Version 4 (modified by frrh, 4 years ago) (diff)

Running eORCA1 on a single Cray XC40 PE

Background notes

Higher resolutions (e.g. eORCA025) cannot run on a single node so we concentrate solely on eORCA1 for the purposes of this work.

Tim Graham has run a gyre ORCA2 configuration successfully on a single PE.

Here we aim to go up a level.

Procedures and observations

It turns out that if we take an eORCA1 NEMO-CICE GO6-type configuration and employ 1x1 with no separate XIOS server PEs then the job fails with a very clear message from icbinit (iceberg initialisation) that it is not possible to run with 1 PE in the X direction….

Note: we have to manually adjust the aprun command line options to get what we need because the logic in the existing controls (in suite.rc) breaks down when running on 1x1 (and possibly all odd numbers) of PEs.
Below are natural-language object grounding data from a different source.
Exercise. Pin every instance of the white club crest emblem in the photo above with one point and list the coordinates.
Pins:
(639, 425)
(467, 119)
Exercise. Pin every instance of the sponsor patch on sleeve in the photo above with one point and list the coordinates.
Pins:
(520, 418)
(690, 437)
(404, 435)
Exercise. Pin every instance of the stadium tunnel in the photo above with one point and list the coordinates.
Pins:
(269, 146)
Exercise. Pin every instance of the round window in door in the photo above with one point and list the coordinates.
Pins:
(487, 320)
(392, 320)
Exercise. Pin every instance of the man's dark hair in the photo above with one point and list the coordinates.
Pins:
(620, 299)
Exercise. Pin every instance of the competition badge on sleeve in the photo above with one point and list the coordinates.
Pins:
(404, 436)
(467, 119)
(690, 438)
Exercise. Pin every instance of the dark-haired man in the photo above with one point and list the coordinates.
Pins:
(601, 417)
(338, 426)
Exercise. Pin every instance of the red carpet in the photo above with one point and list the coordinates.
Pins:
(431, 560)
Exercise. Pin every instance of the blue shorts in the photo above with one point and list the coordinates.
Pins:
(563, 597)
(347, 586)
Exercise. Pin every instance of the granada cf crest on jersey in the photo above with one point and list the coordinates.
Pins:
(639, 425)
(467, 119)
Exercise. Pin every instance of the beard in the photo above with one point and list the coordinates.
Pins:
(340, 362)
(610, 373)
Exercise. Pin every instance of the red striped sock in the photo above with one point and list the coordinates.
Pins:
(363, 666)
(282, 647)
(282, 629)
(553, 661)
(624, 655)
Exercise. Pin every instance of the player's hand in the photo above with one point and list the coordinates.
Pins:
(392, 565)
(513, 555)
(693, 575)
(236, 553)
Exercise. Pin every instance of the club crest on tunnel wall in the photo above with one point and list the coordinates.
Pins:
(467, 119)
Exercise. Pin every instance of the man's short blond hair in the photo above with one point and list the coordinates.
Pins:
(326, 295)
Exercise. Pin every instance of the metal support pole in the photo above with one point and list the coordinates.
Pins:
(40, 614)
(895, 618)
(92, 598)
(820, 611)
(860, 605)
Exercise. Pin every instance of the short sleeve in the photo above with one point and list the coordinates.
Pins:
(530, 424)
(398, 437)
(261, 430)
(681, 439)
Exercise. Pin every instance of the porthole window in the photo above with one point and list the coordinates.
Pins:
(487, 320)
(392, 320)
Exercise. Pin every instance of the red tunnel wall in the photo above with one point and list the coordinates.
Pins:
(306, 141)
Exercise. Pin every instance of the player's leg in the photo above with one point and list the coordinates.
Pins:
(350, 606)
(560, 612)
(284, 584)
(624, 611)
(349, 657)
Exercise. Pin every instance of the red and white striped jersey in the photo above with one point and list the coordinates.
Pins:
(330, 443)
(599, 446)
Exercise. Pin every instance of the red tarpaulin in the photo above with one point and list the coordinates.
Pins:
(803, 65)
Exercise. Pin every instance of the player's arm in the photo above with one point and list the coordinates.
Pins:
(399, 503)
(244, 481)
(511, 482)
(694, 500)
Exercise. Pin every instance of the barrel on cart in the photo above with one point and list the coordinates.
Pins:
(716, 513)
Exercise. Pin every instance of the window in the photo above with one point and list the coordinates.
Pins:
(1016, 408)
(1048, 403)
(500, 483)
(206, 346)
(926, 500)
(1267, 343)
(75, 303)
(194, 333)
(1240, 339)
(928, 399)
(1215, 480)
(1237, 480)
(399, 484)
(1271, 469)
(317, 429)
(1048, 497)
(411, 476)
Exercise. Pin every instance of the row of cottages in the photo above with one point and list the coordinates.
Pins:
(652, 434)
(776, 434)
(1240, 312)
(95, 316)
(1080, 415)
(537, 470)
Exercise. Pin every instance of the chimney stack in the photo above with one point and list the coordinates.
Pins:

The reasons for that are not clear (why would iceberg code be any different from the main NEMO (or CICE) code. That seems odd but I don't propose to pursue it.

So try switching off icebergs….

Well this seems to submit and start running but times out with no suggestion that it has got very far (no time.step file etc). It's not clear if things are failing somewhere in the NEMO code, in CICE or in the IO.

Try extending the run time and shortening the total run to 6 hours…

This seems to abort in XIOS with an allocation problem.

How about we add separate XIOS procs back to the job?

Setting up to run with 8 separate XIOS processes in detached mode… that fails too.

It seems that regardless of how long we give the model to run, it reads (at least some of) the NEMO namelists and then just hangs.

Tim says this smacks of an XIOS problem.

He suggests switching off XIOS (in the external libraries control of fcm_make_ocean) and deactivating key_iomput.

So I do this and set the run to go for 6 hours (8x45 min TS in this case.)

This actually seems to work and sure enough at the end of the run we have a single NEMO restart file for the whole domain.

Conclusions

So it seems we can run eORCA1 on a single PE with the caveats that:

  • we must turn off icebergs
  • we must not compile with key_iomput
  • we must turn off XIOS completely from the compilation (i.e. not merely leave it to run in attached mode).

However:

  • Single PE configurations force the code through physically different code paths in numerous places. So particularly with optimisation switched on we wouldn't get the same results, hence there's no guarantee that you can do any useful tests by comparing a single PE run with a multiple PE run. Further, any discrepancies might be more prone to compe from teh single PE code since this is unlikely to have undergone less, if any, serious scientific validation than the multi PE code path.

So not exactly an unqualified success but better than we might have hoped and potentially giving us something to work with should we need it.